Cold temperatures and light to moderate snowfall over the central U.S., along with rainfall in the Southeast and Northwest marked the U.S. Drought Monitor this week.
The conditions left little change in drought areas, though most changes that were noted were centered on the Southern and Southeastern U.S., said this week's author Eric Luebehusen.
Rainfall in the region was locally heavy, easing or eradicating Abnormal Dryness to Severe Drought from central Mississippi into central and northern Georgia.
Farther north and east, rain generally bypassed the eastern half of the Carolinas, with some increases in drought. Abnormally dry conditions expanded across central and southwestern Arkansas, where rainfall of 50 to 75% of normal over the past 60 days has caused soil moisture and streamflows to decline, Luebehusen wrote.
Cool, showery weather was mostly sufficient to prevent widespread expansion of Abnormal Dryness in the Mid-Atlantic, with rainfall amounts averaging a half inch to locally more than one inch from central Virginia into New England.
Abnormal dryness was expanded, however, to include central Pennsylvania and southern New York. The region continues to cope with pronounced precipitation shortages dating back over the past three months.
There were no changes the drought designation in the Ohio and Tennessee Valleys as increasingly cold weather along with a shallow to moderate snow cover developed over much of the area, Luebehusen said.
Bitter cold along with some shallow to moderate snow cover resulted in no change to the Midwest drought depiction during the monitoring period.
Parts of the Upper Midwest, particularly from the eastern Dakotas into Minnesota, are still contending with significant short-term dryness, with precipitation over the past 90 days totaling a meager 40 to 70% of normal, resulting in unfavorably low soil moisture for winter crops, Luebehusen wrote.
Despite a mostly dry week, the drought depiction over the central Plains remained unchanged due to bitter cold. A historically cold air mass settled over the region, with temperatures averaging 20°F or more below normal.
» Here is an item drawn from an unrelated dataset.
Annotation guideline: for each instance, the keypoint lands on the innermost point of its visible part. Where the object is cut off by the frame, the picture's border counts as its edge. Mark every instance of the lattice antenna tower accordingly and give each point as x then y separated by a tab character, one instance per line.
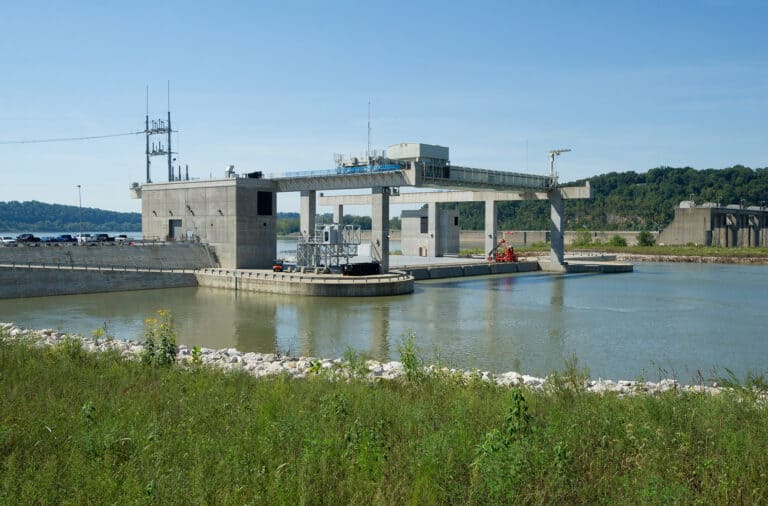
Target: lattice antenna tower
158	133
Long-term drought remained entrenched over the central High Plains, where precipitation dating back 36 months has tallied 60 to 75% of normal.
Dry and cold weather in Texas and the Southern Plains resulted in no change to the drought depiction except along the Texas Gulf Coast.
Some D0 was reduced along the southeastern coast of Texas where rainfall totaled locally more than 2 inches, Luebehusen said. Short-term drought remained most intense along the Texas-Oklahoma border west of Wichita Falls, where 90-day precipitation has totaled less than 50% of normal.
In contrast, many of the long-term drought areas from Texas into Colorado have received above-normal precipitation over the past 90 days, but are still wrestling with the impacts of longer-term deficits.
Variable conditions in the Northwest contrasted with ongoing drought elsewhere. A steady plume of Pacific moisture helped produce 1 to more than 4 inches (liquid equivalent) of precipitation in the Cascade Range, providing localized relief from Abnormal Dryness to Severe Drought in southwestern Oregon.
In contrast to the localized Northwestern improvements, Luebehusen wrote, D0 was increased northward in Idaho and far northwestern Montana, where 60-day precipitation has tallied locally less than 60% of normal
Farther south, the 2014-15 Water Year has afforded little drought relief to California. Despite some light to moderate precipitation during the period across central and northern California, the totals still fell short of normal and did nothing to offset the impacts of the ongoing three-year drought, Luebehusen said.
In the Great Basin and Four Corners, there were no changes to this week's drought depiction despite the very poor start to the current Water Year.
Source: Eric Luebehusen, U.S. Department of Agriculture/The U.S. Drought Monitor is produced in partnership between the National Drought Mitigation Center at the University of Nebraska-Lincoln, the United States Department of Agriculture, and the National Oceanic and Atmospheric Administration.